Plot hole: The whole concept of a kidnapper 'pretending' his victim didn't get on the plane in the first place is utterly laughable. Even if nobody saw her in her seat, why didn't they see her walking down the aisle to her seat, or waiting to board the plane, or in the boarding tunnel itself? Why isn't she listed on the passenger manifest, or on her mother's travel documents or airline ticket? And there would have been security cameras all over the airport.
Plot hole: Inmediately after Jamie Foxx finds the bomb in the city hall, and he says, "We don't tell the mayor anything", we see Gerard Butler arriving to his property next to the prison, and finally he enters his jail cell. So, in the time between Gerard Butler's arrival to the property and his entrance to the jail cell, Jamie Foxx thought about a plan, picked up the bomb, passed through the traffic and security checkpoints, talked to the warden to get access to the prison, entered solitary, handcuffed the bomb, and still had time to wait for Gerard Butler's arrival.
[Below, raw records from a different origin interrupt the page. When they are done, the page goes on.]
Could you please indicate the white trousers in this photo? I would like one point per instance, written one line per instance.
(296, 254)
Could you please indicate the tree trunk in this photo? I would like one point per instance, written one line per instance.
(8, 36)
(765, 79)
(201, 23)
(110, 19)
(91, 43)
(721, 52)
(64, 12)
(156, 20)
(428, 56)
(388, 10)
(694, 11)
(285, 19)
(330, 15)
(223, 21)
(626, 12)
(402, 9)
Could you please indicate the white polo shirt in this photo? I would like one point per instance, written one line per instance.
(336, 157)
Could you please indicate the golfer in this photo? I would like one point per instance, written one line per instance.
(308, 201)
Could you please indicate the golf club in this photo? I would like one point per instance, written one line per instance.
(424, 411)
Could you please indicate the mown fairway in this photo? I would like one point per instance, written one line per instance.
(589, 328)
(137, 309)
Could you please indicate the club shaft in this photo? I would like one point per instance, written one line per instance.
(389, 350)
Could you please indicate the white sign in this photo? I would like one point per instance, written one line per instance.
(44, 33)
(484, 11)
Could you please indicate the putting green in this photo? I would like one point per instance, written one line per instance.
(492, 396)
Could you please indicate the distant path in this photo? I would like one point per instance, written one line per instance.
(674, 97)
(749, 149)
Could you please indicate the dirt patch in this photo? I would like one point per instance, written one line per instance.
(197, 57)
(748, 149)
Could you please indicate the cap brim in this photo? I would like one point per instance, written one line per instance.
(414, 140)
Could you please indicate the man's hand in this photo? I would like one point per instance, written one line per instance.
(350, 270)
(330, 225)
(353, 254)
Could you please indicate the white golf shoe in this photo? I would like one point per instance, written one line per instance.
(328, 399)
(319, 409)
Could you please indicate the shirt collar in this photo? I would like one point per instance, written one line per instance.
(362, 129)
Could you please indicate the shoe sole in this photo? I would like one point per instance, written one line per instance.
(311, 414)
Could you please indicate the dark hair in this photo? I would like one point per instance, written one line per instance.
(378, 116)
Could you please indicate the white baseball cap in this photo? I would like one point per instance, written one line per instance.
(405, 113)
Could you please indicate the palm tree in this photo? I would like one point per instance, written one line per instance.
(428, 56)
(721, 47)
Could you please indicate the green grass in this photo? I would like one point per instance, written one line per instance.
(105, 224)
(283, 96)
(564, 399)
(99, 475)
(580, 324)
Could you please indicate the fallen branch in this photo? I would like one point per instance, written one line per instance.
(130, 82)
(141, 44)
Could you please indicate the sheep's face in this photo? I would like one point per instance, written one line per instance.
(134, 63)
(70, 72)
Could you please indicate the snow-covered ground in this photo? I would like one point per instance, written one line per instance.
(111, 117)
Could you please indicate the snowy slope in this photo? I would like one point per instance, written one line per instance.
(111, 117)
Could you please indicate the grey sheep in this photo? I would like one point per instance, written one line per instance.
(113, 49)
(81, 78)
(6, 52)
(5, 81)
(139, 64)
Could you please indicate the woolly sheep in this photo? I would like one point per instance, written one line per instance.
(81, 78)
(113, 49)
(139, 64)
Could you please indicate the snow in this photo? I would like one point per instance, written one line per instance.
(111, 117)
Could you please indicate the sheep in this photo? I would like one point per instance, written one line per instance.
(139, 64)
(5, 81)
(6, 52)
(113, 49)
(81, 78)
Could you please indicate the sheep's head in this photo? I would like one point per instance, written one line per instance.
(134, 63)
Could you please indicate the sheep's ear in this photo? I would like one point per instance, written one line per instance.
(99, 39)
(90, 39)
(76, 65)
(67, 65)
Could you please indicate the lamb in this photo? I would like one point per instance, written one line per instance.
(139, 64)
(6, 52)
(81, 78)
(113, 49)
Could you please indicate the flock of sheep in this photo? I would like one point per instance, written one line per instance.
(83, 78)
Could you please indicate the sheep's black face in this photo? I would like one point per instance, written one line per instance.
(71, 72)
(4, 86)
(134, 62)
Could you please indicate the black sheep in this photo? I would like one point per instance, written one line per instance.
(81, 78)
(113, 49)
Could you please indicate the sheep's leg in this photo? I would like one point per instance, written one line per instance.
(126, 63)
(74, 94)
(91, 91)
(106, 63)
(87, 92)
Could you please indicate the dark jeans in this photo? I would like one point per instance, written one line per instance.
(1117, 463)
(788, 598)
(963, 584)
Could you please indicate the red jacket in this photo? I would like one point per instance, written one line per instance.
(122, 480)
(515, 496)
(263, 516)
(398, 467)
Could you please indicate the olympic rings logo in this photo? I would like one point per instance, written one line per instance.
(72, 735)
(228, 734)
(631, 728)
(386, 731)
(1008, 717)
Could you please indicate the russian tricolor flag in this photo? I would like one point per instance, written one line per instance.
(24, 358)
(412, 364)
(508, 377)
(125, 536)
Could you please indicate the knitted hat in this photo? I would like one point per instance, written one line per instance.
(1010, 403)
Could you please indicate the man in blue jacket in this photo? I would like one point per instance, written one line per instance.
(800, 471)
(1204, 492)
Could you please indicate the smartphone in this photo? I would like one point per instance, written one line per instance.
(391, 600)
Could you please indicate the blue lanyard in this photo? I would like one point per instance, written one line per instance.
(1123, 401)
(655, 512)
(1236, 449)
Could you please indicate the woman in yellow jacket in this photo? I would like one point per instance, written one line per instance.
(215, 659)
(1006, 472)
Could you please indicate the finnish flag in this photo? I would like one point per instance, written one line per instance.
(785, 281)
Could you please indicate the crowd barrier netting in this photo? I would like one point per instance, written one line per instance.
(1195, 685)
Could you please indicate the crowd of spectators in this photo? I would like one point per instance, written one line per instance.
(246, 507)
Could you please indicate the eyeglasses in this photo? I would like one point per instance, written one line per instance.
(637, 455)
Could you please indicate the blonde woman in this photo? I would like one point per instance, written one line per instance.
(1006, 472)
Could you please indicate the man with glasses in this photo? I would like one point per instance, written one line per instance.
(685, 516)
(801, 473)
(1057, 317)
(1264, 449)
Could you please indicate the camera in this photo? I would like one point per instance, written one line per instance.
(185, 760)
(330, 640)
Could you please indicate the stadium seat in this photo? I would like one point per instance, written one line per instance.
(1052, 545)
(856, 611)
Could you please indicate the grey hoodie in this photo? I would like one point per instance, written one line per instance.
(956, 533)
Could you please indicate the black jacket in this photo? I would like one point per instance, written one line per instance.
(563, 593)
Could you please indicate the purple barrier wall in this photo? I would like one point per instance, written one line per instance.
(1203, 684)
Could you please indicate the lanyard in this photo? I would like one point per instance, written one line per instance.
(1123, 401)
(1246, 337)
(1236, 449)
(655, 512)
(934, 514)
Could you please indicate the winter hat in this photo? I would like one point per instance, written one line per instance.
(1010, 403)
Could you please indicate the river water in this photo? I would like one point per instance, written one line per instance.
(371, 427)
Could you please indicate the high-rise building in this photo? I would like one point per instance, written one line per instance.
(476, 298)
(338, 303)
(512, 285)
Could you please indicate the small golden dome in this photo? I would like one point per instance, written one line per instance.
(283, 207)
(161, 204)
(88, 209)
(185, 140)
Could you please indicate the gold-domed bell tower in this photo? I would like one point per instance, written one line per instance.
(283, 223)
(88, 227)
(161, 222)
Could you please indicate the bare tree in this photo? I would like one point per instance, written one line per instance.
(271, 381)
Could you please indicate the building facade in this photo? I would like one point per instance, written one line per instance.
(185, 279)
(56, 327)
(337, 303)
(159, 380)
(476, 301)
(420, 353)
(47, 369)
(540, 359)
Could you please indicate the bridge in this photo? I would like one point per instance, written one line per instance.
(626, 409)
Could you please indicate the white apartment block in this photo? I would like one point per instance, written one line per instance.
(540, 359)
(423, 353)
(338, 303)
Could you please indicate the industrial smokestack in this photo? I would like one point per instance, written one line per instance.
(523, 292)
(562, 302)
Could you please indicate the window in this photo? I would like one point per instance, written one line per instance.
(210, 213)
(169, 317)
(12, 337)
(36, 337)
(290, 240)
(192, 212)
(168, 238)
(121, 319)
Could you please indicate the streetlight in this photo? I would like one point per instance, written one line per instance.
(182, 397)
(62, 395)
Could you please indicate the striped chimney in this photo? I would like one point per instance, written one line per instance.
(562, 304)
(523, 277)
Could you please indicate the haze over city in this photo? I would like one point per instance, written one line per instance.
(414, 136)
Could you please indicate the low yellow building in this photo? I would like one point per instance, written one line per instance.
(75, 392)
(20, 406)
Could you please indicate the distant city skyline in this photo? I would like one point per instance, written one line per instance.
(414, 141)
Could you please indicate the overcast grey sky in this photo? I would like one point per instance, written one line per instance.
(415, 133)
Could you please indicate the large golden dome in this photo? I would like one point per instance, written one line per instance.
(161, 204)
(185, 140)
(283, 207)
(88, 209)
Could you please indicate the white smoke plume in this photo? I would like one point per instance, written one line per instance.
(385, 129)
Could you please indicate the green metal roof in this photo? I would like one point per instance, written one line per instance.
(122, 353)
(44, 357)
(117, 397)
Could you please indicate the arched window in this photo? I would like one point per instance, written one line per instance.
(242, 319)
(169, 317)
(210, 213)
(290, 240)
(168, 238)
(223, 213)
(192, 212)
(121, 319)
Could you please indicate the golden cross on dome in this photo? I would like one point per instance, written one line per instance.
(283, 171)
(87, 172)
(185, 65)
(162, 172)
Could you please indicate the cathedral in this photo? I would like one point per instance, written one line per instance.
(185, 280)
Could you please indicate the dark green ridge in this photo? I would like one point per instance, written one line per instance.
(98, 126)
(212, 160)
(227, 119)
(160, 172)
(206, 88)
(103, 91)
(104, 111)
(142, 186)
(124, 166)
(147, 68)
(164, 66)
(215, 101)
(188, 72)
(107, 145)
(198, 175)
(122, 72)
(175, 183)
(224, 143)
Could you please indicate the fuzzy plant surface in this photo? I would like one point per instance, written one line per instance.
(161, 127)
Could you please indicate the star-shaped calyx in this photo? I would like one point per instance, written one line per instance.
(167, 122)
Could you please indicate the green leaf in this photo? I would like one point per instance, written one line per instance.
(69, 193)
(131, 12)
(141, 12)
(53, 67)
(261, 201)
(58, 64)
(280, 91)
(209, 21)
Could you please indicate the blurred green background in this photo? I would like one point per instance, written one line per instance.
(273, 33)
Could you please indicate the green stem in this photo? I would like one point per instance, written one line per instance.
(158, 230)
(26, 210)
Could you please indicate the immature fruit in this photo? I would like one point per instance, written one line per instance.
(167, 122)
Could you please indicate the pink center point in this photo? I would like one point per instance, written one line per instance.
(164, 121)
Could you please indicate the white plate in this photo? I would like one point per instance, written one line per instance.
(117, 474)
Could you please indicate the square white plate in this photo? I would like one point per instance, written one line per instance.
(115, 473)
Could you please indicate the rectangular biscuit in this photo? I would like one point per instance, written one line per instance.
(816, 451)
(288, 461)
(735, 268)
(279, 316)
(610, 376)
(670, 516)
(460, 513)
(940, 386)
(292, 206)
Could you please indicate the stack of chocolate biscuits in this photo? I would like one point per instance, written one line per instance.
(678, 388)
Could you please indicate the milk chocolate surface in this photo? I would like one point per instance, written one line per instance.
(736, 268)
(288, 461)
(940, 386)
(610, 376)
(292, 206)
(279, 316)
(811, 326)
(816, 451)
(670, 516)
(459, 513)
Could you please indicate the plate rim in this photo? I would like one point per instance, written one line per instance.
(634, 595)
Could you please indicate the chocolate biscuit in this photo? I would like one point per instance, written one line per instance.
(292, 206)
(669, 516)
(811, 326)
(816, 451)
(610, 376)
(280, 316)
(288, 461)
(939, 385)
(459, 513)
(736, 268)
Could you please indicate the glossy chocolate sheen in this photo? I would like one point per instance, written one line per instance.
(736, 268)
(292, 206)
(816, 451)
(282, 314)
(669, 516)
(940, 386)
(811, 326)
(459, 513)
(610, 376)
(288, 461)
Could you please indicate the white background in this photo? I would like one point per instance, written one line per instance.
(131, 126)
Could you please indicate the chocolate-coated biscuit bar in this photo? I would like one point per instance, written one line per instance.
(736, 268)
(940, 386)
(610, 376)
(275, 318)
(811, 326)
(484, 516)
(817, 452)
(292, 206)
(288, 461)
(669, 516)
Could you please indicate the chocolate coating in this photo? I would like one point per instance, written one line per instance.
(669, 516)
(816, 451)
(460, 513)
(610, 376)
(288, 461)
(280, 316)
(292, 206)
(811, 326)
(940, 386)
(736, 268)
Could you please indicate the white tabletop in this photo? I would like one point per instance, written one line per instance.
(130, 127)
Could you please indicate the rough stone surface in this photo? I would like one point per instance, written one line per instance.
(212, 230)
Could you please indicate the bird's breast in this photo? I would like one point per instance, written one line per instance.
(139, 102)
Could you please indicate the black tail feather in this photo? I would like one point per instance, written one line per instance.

Plot hole: Considering the incredibly elaborate plans Maddy makes to have her husband murdered after forging a will she knows is invalid so he dies intestate and she - as his widow - gets his entire fortune, you'd think she would have worked out one little fact - Edmund Walker does not die intestate. It is established in the film that the dud will supposedly written by Ned Racine replaces a previous, valid will which bequeaths half his fortune to his niece Heather. When the new will is declared invalid under Florida law the previous will takes precedence and Heather and Maddy split the fortune. In no way will Maddy get the lot.